I made a face and folded my medicine kit into the case.

“Poke it,” mother said. I poked the kit and it squirmed.

“It’s fresh,” I said. “I didn’t know he was such a monster. Why does anybody put up with him?”

“A sacred monster, dear Casseia. If he didn’t exist, we’d have to invent him. Think of him as a family rite of passage. Resist his advances with humor and cleverness, and he’ll do anything in the world for you. And once he has your measure, he’ll stop pushing.” She surveyed the perfectly packed case with a critical eye, then nodded approval. “I envy you,” she said wistfully. “I’d love to go to Earth.”

“Even traveling with Bithras?”

“There isn’t a chance in hell you or I would go to bed with him.” She winked. “We have such good taste. But what an opportunity… Resist the beast, and come out the other side still a virgin, covered with gold and jewels.”

“Well…” I said.

Two days before we were to depart, Bithras summoned me to his offices in Carter City in Aonia Terra. I boarded the train in Jiddah and crossed to Aonia, removing my bag at the Carter depot.
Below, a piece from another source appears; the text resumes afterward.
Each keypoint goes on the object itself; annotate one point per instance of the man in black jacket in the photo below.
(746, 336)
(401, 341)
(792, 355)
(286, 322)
Carter was where most of Majumdar BM’s staff lived, the locus of long-range planning; it was Bithras’s home, as well.

I had never met Bithras and I was more than a little nervous.

Helen Dougal met me at the depot and escorted me as we took a cab through the transit tunnels. Helen was an attractive woman of twenty Martian years who appeared not much older than me.

Carter had a population of ten thousand BM members and several hundred applicants, most of them Terries immigrating because of Eloi laws on Earth. It was a big town, yet run efficiently, and the tunnels and warrens were large and well-designed. It didn’t seem crowded and haphazard, as did Shinktown, nor cleanly officious, like Durrey; but it certainly wasn’t cozy and familiar, like Ylla. The presence of so many Terries — a few of them exotic transforms — at times gave it a very unMartian atmosphere.